I have three non-binary, discrete variables X0.1, X0.12 and X0.15. I want to model X0.1 as a MARS model of X0.12 and X0.15, then using the model answer queries of the form P(X0.1=x|X0.12=y, X0.15=z). This is what I have tried so far :
> mars1 <- earth (X0.1 ~ X0.15 + X0.12, data=d)
> mars1$coefficients
X0.1
(Intercept) 1.2392880
h(1-X0.12) -0.8291468
h(X0.15-1) -0.3891442
> predict(mars1, data.frame(X0.15=0, X0.12=1), type="response")
X0.1
[1,] 1.239288
This is clearly not a probability.
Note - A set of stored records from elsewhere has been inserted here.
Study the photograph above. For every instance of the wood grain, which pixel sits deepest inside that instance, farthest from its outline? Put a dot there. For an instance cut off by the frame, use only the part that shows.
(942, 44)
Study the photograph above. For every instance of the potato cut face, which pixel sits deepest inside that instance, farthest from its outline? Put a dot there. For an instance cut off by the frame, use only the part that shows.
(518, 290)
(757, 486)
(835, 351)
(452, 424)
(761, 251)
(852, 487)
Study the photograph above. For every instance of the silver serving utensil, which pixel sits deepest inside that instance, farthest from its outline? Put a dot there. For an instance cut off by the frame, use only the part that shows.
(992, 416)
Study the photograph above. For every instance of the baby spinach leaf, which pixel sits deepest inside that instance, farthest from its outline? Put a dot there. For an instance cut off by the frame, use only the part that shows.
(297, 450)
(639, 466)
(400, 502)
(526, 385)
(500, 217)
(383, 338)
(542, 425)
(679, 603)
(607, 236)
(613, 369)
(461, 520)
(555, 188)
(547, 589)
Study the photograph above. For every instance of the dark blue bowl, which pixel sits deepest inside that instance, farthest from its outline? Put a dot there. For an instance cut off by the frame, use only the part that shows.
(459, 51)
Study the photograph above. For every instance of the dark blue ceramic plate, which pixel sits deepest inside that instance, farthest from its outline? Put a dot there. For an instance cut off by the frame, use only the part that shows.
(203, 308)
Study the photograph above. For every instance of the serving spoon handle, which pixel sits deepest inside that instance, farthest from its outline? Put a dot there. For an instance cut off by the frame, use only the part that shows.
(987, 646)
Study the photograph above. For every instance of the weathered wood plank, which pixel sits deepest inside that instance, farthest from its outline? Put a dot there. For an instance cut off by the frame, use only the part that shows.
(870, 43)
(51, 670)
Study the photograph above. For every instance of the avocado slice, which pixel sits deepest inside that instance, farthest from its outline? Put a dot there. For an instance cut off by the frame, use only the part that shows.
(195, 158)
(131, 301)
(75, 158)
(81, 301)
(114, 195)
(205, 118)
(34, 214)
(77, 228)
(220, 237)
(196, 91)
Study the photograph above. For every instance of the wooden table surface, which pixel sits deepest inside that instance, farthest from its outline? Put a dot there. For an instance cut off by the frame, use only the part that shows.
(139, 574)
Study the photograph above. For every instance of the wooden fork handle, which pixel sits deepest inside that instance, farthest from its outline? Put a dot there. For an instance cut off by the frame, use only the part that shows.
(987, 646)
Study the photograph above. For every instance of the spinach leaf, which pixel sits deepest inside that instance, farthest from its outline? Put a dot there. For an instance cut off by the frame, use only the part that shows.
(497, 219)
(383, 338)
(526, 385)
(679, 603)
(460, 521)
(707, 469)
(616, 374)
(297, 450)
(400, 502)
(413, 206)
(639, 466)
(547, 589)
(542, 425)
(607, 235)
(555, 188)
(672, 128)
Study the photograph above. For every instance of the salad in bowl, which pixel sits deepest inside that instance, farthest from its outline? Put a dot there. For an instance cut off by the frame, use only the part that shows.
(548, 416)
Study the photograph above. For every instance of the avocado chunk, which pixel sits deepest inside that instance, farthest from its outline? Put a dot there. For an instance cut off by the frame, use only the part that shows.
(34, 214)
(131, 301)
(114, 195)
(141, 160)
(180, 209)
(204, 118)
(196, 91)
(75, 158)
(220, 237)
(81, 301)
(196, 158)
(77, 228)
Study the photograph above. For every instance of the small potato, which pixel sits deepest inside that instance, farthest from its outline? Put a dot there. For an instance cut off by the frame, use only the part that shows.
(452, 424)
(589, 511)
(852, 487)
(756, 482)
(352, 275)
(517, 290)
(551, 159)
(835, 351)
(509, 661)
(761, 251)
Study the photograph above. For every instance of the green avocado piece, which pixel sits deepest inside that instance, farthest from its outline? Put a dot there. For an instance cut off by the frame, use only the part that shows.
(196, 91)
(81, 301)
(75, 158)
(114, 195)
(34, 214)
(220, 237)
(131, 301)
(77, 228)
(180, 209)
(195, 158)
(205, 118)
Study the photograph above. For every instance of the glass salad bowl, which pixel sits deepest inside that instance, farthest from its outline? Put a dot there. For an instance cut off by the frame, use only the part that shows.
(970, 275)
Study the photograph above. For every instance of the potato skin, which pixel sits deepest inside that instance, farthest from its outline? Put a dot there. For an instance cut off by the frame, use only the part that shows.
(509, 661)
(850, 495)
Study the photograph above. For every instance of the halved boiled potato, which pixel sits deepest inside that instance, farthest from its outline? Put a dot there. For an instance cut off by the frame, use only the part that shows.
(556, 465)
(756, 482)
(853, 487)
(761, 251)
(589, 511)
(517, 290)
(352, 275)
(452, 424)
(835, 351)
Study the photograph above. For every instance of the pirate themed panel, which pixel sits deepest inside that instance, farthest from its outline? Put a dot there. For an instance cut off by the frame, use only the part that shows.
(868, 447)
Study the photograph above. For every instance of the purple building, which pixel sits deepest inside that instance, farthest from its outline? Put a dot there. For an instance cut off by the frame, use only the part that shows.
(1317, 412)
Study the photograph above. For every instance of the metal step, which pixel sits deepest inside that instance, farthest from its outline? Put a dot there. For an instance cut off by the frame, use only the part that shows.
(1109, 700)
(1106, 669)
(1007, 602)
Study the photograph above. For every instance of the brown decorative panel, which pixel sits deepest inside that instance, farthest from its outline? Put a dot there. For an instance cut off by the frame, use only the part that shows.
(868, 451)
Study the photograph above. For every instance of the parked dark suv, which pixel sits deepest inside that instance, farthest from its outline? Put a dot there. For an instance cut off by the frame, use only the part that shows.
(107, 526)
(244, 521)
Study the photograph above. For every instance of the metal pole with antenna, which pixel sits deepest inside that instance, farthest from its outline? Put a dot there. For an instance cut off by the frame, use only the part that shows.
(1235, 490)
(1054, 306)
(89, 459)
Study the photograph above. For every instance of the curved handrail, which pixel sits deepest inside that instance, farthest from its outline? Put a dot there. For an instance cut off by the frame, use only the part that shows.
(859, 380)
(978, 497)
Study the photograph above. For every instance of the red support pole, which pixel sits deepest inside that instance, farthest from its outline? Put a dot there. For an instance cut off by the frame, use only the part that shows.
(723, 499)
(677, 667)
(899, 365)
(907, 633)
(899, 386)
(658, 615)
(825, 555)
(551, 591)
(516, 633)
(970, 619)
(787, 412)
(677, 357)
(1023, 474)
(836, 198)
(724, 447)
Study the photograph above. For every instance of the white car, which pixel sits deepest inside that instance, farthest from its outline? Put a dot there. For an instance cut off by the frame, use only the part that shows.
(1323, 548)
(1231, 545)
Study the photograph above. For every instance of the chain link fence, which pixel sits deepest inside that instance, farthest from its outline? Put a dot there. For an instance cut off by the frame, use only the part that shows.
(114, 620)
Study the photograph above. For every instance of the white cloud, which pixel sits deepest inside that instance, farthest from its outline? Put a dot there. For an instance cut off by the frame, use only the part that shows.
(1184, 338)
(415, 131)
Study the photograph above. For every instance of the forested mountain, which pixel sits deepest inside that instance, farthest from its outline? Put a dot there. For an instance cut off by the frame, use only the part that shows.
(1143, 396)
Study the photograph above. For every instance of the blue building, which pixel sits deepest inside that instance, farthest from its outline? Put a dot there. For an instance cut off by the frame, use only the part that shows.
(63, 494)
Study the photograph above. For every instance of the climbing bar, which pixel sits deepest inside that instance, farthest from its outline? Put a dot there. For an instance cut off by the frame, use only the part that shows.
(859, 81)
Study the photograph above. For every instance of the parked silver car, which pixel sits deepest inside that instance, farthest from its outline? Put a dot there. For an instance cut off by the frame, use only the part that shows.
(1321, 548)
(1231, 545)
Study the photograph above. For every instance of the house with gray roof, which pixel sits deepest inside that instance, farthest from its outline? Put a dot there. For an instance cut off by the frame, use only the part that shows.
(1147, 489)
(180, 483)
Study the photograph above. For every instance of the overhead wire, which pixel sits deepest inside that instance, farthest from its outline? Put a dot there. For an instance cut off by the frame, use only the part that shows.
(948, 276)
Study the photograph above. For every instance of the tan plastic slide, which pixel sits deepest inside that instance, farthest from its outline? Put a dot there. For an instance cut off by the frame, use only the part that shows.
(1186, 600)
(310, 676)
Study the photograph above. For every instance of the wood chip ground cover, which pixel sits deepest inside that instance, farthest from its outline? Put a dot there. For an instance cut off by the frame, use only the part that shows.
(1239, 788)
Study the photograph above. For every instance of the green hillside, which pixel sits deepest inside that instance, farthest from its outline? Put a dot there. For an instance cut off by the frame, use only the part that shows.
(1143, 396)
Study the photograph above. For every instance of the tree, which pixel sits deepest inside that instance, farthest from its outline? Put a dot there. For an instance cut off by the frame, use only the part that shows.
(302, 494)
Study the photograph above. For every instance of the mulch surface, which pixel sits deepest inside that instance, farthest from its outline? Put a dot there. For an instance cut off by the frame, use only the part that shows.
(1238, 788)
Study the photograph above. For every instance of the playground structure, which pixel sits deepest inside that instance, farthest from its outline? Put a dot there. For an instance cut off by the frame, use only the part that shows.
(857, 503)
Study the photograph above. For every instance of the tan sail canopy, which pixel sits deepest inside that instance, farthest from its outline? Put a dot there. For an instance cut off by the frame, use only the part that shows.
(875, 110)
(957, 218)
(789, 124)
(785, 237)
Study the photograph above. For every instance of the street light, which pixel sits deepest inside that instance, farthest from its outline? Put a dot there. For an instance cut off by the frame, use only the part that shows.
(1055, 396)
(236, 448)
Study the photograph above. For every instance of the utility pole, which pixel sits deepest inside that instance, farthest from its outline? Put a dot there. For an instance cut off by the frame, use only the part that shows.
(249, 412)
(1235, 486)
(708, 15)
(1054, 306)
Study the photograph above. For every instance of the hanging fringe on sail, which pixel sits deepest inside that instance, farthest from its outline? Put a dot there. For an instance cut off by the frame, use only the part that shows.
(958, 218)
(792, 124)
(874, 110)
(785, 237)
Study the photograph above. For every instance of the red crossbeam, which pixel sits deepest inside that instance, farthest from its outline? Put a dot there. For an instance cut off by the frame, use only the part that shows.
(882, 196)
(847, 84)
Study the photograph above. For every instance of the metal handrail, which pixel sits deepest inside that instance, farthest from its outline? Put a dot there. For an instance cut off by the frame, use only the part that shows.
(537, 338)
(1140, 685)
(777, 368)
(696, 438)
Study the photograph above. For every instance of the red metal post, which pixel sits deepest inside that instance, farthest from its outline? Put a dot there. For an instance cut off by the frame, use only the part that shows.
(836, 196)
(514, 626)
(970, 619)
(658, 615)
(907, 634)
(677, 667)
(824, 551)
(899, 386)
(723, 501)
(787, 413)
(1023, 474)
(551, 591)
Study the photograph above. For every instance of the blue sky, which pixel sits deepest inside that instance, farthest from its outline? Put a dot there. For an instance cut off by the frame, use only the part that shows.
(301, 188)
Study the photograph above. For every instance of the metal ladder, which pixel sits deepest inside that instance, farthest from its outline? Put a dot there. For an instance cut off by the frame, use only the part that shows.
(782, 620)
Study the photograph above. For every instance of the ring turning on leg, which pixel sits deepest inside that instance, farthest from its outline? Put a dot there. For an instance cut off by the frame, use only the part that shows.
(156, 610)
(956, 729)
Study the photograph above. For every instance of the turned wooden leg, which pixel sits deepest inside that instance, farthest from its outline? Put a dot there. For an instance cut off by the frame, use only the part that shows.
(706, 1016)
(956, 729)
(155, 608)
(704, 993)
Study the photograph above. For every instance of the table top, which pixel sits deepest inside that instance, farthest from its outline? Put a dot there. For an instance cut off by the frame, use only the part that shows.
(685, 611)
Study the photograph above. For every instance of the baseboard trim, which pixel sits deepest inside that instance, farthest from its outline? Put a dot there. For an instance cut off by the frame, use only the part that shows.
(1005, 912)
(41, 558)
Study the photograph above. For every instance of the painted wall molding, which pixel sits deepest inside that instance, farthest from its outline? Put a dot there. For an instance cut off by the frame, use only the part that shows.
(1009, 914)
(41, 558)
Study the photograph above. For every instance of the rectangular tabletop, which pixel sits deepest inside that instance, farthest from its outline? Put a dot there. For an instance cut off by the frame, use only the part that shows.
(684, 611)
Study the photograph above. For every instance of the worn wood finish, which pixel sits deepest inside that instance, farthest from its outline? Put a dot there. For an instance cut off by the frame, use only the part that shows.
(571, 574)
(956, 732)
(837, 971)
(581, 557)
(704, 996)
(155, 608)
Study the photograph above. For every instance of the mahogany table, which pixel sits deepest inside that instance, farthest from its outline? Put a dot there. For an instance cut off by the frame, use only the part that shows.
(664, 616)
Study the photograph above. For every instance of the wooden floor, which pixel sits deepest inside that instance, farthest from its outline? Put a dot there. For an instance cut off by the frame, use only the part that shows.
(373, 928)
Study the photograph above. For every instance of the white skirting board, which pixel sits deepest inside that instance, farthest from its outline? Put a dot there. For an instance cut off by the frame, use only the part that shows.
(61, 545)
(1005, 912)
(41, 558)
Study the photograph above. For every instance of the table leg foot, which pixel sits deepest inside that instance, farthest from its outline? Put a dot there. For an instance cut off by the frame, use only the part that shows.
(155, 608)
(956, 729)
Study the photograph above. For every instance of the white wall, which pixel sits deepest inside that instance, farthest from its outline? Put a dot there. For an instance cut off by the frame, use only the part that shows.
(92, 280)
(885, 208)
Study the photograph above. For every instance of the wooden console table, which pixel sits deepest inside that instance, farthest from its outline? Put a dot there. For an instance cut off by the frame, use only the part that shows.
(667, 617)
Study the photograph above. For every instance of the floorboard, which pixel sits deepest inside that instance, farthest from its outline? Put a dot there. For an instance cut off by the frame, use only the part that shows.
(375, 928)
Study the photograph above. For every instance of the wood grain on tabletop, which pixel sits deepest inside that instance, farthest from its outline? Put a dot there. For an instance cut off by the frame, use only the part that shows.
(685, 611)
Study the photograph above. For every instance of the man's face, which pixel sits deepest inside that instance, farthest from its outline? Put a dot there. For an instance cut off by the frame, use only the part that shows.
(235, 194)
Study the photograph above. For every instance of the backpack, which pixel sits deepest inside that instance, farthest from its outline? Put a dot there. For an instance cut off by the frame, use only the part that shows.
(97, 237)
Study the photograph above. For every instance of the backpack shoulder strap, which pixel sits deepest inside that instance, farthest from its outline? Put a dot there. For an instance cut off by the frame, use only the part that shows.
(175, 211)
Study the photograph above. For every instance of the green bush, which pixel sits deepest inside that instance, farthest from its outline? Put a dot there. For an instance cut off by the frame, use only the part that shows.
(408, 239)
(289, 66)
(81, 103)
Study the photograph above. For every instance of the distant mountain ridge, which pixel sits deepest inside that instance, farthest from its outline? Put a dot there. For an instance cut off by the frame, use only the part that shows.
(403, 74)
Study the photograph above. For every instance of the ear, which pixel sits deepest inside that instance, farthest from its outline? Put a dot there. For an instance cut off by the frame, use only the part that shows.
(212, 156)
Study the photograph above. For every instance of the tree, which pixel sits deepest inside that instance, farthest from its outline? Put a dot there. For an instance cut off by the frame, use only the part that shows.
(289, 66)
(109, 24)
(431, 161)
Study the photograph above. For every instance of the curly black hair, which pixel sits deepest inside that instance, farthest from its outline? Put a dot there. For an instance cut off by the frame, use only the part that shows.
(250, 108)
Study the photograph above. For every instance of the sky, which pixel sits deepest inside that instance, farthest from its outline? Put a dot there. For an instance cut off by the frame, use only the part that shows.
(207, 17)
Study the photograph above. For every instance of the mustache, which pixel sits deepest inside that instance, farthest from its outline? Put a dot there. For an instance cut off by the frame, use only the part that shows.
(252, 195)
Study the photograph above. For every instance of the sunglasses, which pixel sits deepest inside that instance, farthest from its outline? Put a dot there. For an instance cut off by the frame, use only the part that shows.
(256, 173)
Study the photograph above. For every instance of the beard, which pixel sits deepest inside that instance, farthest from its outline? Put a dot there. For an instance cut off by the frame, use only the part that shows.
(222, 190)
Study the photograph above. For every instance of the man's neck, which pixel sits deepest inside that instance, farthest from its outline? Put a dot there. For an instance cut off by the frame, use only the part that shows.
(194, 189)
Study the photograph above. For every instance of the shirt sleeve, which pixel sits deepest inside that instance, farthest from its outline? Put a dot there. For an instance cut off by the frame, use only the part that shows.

I have also tried converting my variables into factors.
> a <- factor(d$X0.1)
> b <- factor(d$X0.12)
> c <- factor(d$X0.15)
> mars1 <- earth (a~b+c , glm=list(family=poisson), data=d)
> mars1$coefficients
0 1 2
(Intercept) 0.7890499 0.013295241 0.1976548
b1 -0.4273462 0.001813694 0.4255325
b2 -0.3652277 0.091872210 0.2733555
c2 0.1230729 0.105687002 -0.2287599
predict(mars1, data.frame(b=factor("2"),c=factor("2"), levels=levels(c)), type="response")
0 1 2
[1,] 0.5348205 0.3321178 0.2452333
[2,] 0.5348205 0.3321178 0.2452333
[3,] 0.5348205 0.3321178 0.2452333
The row sums of the prediction are not 1, so these can't be the probabilities either. What exactly do these numbers mean?
Where am I going wrong? Is MARS the wrong tool for this? I want a multinomial logistic regression setting such that interaction terms are automatically detected (I intend to run this on bigger sets of variables).